Versão Take Away

Depois de fechado, por mais de dois meses, por conta da quarentena, o Bar Sport recebeu permissão para descerrar uma janela em atendimento ao público. A notícia correu como a velocidade da luz e, antes mesmo do espaço seguir aquela determinação, os frequentadores assíduos já estavam lá de prontidão na porta do estabelecimento.

Foi só dona Maria abriu a janela e o falatório ecoou adentro.

Ciao Maria! Aquele espresso que só você sabe fazer — seduziu Rolando.

— Um cappuccino pra mim. — disse Giuseppe.

— E o jornal do dia? Libera aí pra nós! — propôs Rolando.

— Mariaaaaa! Ciao bella! Um café para mim! — contemplou Gino. E continuou:

— Ah! Cadê o Ricardo? Ele não trabalha mais não, né?! Aquele pilantra sumiu…

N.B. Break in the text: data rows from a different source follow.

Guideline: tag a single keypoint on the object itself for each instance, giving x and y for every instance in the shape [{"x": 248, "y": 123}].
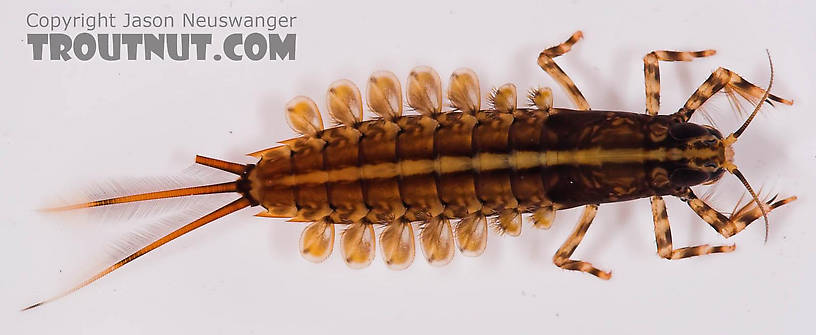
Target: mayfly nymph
[{"x": 453, "y": 173}]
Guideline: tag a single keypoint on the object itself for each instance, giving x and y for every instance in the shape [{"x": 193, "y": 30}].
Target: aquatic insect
[{"x": 477, "y": 167}]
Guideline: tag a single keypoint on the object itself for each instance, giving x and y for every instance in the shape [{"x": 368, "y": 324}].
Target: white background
[{"x": 67, "y": 125}]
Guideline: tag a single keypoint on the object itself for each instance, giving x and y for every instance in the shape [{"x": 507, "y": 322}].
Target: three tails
[{"x": 238, "y": 186}]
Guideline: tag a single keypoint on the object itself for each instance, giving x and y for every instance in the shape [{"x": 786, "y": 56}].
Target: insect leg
[
  {"x": 730, "y": 226},
  {"x": 652, "y": 72},
  {"x": 562, "y": 256},
  {"x": 546, "y": 62},
  {"x": 663, "y": 236},
  {"x": 720, "y": 79}
]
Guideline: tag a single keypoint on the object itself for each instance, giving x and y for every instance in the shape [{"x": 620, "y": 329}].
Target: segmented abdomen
[{"x": 434, "y": 167}]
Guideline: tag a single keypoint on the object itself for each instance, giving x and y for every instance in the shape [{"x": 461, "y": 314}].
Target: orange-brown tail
[{"x": 235, "y": 186}]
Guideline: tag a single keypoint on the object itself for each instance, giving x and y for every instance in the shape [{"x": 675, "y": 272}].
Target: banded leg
[
  {"x": 730, "y": 226},
  {"x": 723, "y": 78},
  {"x": 546, "y": 62},
  {"x": 663, "y": 236},
  {"x": 562, "y": 256},
  {"x": 652, "y": 72}
]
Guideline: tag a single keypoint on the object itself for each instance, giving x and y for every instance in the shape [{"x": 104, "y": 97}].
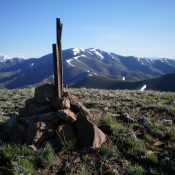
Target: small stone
[
  {"x": 127, "y": 118},
  {"x": 44, "y": 94},
  {"x": 62, "y": 103},
  {"x": 89, "y": 135},
  {"x": 33, "y": 147},
  {"x": 143, "y": 121},
  {"x": 167, "y": 122},
  {"x": 158, "y": 143}
]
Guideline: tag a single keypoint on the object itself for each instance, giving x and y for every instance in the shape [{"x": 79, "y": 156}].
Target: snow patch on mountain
[
  {"x": 69, "y": 62},
  {"x": 95, "y": 51},
  {"x": 77, "y": 51},
  {"x": 4, "y": 58},
  {"x": 143, "y": 88}
]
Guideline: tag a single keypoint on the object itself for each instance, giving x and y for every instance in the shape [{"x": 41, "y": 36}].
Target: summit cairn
[{"x": 53, "y": 115}]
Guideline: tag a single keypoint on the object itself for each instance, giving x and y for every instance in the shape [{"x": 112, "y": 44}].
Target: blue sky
[{"x": 127, "y": 27}]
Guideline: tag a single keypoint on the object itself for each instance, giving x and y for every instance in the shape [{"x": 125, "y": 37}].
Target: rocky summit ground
[{"x": 140, "y": 129}]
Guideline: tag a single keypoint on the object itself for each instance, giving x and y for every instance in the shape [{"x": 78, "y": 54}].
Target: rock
[
  {"x": 33, "y": 147},
  {"x": 77, "y": 107},
  {"x": 159, "y": 143},
  {"x": 71, "y": 117},
  {"x": 44, "y": 94},
  {"x": 65, "y": 132},
  {"x": 62, "y": 103},
  {"x": 15, "y": 132},
  {"x": 37, "y": 132},
  {"x": 167, "y": 122},
  {"x": 126, "y": 118},
  {"x": 143, "y": 121},
  {"x": 88, "y": 134}
]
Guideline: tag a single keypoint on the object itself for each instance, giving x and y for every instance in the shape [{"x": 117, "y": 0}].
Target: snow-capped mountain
[
  {"x": 82, "y": 63},
  {"x": 4, "y": 58}
]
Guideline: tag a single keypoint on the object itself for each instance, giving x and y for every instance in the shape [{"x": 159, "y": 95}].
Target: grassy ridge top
[{"x": 144, "y": 146}]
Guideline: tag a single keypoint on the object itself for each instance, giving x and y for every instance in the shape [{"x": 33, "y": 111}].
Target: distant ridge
[
  {"x": 163, "y": 83},
  {"x": 79, "y": 64}
]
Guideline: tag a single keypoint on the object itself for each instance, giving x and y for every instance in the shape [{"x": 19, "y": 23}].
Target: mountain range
[{"x": 81, "y": 65}]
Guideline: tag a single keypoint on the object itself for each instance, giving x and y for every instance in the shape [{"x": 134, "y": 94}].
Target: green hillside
[
  {"x": 163, "y": 83},
  {"x": 142, "y": 144}
]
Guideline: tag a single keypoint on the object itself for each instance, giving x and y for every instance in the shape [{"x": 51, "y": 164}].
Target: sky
[{"x": 143, "y": 28}]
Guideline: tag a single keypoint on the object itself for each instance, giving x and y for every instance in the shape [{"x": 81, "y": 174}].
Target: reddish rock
[
  {"x": 65, "y": 132},
  {"x": 66, "y": 116},
  {"x": 62, "y": 103},
  {"x": 15, "y": 132},
  {"x": 44, "y": 94},
  {"x": 37, "y": 132},
  {"x": 88, "y": 134}
]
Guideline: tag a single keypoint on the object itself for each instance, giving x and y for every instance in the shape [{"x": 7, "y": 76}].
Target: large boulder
[
  {"x": 44, "y": 94},
  {"x": 38, "y": 132},
  {"x": 88, "y": 134}
]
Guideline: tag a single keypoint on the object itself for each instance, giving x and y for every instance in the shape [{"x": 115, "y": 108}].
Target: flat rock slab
[{"x": 88, "y": 134}]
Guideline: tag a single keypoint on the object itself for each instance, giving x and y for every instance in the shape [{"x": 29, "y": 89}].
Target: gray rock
[
  {"x": 89, "y": 135},
  {"x": 143, "y": 121},
  {"x": 167, "y": 122}
]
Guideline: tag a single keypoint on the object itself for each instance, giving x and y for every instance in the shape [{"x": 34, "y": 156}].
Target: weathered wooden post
[{"x": 57, "y": 61}]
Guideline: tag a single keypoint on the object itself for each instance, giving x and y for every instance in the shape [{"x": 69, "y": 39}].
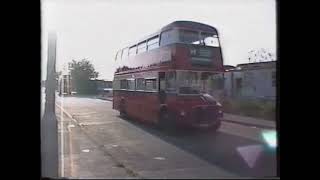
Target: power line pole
[{"x": 49, "y": 128}]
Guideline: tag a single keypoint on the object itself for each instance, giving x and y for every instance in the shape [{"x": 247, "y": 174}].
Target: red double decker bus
[{"x": 167, "y": 77}]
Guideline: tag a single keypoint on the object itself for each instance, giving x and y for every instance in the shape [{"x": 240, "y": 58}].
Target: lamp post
[{"x": 49, "y": 129}]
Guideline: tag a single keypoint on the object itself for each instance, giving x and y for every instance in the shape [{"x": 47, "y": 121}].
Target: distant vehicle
[{"x": 164, "y": 78}]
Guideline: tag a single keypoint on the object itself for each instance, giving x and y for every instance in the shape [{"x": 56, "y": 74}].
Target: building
[
  {"x": 64, "y": 84},
  {"x": 104, "y": 87},
  {"x": 251, "y": 80}
]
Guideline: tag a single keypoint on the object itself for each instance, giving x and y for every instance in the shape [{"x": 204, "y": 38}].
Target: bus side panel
[{"x": 150, "y": 107}]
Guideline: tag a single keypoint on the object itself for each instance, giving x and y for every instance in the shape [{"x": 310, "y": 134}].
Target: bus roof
[
  {"x": 176, "y": 24},
  {"x": 190, "y": 25}
]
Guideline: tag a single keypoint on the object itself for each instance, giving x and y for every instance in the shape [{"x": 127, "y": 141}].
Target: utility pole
[{"x": 49, "y": 128}]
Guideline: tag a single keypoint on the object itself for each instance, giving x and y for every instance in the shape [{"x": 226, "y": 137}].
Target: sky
[{"x": 97, "y": 29}]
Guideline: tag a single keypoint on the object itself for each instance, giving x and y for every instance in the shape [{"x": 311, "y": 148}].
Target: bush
[{"x": 253, "y": 108}]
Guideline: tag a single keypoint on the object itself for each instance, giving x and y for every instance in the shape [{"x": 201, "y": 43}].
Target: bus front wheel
[{"x": 165, "y": 121}]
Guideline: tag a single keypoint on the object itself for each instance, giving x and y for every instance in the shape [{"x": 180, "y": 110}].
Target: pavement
[
  {"x": 96, "y": 143},
  {"x": 268, "y": 124}
]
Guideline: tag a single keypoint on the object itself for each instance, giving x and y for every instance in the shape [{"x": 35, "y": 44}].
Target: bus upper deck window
[{"x": 210, "y": 39}]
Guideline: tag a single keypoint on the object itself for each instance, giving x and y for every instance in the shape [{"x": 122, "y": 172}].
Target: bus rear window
[{"x": 151, "y": 84}]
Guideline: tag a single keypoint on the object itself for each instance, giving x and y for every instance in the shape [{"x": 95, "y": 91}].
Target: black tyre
[
  {"x": 166, "y": 122},
  {"x": 215, "y": 127}
]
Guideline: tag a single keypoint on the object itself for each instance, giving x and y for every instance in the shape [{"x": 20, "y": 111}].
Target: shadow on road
[{"x": 217, "y": 148}]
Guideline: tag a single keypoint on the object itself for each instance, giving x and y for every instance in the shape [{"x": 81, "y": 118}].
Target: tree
[
  {"x": 260, "y": 55},
  {"x": 81, "y": 73}
]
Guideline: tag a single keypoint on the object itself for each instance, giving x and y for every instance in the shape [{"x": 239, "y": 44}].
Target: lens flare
[{"x": 270, "y": 137}]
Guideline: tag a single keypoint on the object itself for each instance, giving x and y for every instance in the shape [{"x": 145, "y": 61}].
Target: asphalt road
[{"x": 97, "y": 143}]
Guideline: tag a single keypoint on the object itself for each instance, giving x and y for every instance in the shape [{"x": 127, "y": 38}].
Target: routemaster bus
[{"x": 169, "y": 77}]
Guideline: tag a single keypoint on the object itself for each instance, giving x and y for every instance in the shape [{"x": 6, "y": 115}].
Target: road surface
[{"x": 97, "y": 143}]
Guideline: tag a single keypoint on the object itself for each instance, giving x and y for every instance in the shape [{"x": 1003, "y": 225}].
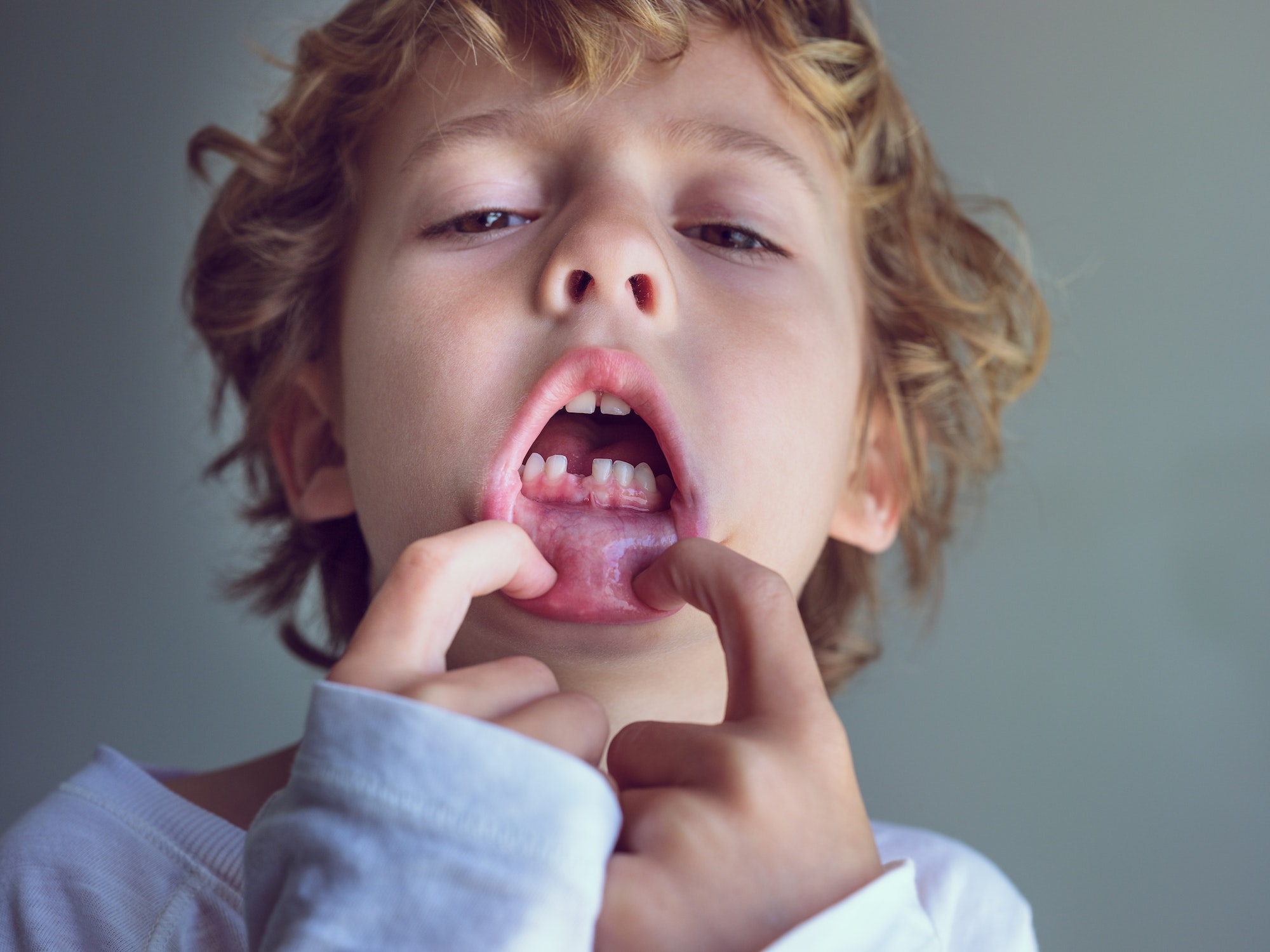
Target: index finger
[
  {"x": 417, "y": 612},
  {"x": 772, "y": 670}
]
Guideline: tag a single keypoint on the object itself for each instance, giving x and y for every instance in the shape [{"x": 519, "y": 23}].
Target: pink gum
[{"x": 571, "y": 488}]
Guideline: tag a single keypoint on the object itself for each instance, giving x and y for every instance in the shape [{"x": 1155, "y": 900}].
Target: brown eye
[
  {"x": 728, "y": 237},
  {"x": 487, "y": 221}
]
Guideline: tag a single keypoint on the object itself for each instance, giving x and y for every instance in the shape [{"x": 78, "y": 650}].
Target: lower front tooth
[
  {"x": 556, "y": 468},
  {"x": 645, "y": 478}
]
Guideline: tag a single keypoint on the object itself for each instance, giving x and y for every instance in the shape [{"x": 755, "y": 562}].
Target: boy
[{"x": 575, "y": 340}]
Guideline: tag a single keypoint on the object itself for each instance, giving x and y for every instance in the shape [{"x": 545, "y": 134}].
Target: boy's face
[{"x": 683, "y": 244}]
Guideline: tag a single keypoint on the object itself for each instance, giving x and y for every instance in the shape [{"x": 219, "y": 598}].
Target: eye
[
  {"x": 731, "y": 238},
  {"x": 481, "y": 223}
]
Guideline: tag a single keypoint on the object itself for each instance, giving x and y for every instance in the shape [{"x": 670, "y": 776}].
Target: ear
[
  {"x": 307, "y": 453},
  {"x": 874, "y": 499}
]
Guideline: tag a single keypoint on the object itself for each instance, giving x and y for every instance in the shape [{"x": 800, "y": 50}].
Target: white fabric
[{"x": 410, "y": 827}]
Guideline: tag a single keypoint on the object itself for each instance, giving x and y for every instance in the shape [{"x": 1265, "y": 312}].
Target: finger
[
  {"x": 488, "y": 691},
  {"x": 660, "y": 755},
  {"x": 571, "y": 722},
  {"x": 416, "y": 614},
  {"x": 772, "y": 670}
]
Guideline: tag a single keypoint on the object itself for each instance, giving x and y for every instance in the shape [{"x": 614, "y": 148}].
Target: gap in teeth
[
  {"x": 609, "y": 404},
  {"x": 613, "y": 484}
]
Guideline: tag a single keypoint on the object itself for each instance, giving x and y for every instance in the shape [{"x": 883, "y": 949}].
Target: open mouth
[{"x": 595, "y": 472}]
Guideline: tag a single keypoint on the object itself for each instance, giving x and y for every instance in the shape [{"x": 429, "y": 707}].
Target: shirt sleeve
[
  {"x": 885, "y": 916},
  {"x": 940, "y": 897},
  {"x": 406, "y": 826}
]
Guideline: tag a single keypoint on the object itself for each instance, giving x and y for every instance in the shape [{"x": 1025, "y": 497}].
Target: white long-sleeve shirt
[{"x": 406, "y": 827}]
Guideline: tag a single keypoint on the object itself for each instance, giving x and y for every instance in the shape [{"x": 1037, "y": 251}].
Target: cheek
[
  {"x": 418, "y": 432},
  {"x": 787, "y": 384}
]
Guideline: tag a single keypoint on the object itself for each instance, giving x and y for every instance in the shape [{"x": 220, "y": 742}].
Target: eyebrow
[
  {"x": 497, "y": 124},
  {"x": 693, "y": 134},
  {"x": 721, "y": 138}
]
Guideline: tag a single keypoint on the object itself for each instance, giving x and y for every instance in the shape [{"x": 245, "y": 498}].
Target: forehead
[{"x": 718, "y": 97}]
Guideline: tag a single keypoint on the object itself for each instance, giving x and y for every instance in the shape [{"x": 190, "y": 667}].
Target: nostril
[
  {"x": 578, "y": 284},
  {"x": 642, "y": 288}
]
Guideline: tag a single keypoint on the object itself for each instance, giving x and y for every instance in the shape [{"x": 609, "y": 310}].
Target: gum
[
  {"x": 596, "y": 553},
  {"x": 572, "y": 489}
]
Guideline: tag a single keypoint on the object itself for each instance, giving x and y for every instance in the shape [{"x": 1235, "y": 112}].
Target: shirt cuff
[
  {"x": 886, "y": 916},
  {"x": 406, "y": 823}
]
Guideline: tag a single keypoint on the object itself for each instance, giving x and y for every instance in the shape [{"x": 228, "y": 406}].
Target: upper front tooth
[
  {"x": 614, "y": 406},
  {"x": 584, "y": 404},
  {"x": 645, "y": 478}
]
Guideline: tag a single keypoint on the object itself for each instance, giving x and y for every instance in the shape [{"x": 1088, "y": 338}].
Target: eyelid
[
  {"x": 448, "y": 225},
  {"x": 769, "y": 247}
]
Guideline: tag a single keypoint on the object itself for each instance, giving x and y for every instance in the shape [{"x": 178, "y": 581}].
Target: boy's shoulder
[
  {"x": 971, "y": 902},
  {"x": 111, "y": 860}
]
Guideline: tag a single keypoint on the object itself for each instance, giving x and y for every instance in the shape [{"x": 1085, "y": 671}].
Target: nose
[{"x": 609, "y": 260}]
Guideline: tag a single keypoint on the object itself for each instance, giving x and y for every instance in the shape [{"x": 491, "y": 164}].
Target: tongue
[
  {"x": 581, "y": 439},
  {"x": 596, "y": 554}
]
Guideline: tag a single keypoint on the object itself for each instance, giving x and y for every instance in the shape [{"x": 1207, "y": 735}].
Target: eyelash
[{"x": 761, "y": 247}]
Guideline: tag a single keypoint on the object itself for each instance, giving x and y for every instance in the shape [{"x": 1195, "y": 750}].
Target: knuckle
[
  {"x": 763, "y": 585},
  {"x": 425, "y": 558},
  {"x": 531, "y": 672}
]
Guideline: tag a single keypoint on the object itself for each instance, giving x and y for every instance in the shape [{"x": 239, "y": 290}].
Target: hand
[
  {"x": 735, "y": 833},
  {"x": 401, "y": 645}
]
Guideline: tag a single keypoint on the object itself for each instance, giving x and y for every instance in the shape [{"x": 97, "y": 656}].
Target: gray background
[{"x": 1090, "y": 708}]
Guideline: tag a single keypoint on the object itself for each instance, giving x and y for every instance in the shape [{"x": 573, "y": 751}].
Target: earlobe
[
  {"x": 307, "y": 453},
  {"x": 873, "y": 502}
]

O bar da praça é o ponto de encontro da turma desde os mais jovens até os mais velhos. Contudo, a maior parte é de aposentados. Sabe-se de tudo por lá. É uma espécie de áudiojornal local.

Todos são apuradores, conselheiros, detetives, repórteres, investigadores e tudo o mais tendo a ver com informações. E, claro!, todas as partidas de futebol e outros quaisquer esportes são televisionados naquele lugar. Tudo saboreado com um café, cerveja ou vinho.

Num aguento mais ficar em casa! precisando de um macchiato para aumentar a energia — desabafou Gilberto.

Cada um foi pedindo e outros gritando o que queriam. A demanda foi aumentando a cada voz que surgia. Em poucos minutos, o grupo já estava rodeando boa parte da praça como nos velhos tempos. Apesar do assunto em alta ser Covid-19, e boa parte do grupo usar máscaras, nem sequer lembravam de se afastarem um do outro.

Segundo as regras ditas pelos autoridades entendidas em Coronavirus, o combinado era de se evitar aglomeração de gente, mantendo uma distância mínima de um metro entre cada indivíduo. Alguns estabelecimentos só poderiam abrir em modo de pronta-entrega. Nada de oferecer mesas ou cadeiras para prosas, muito menos jornal, para passar o tempo.

Antes das sete da manhã, a pequena praça do bairro já estava bem movimentada. Todos com a desculpa de irem tomar um café no Bar Sport.

Não demorou muito para a Polícia aparecer.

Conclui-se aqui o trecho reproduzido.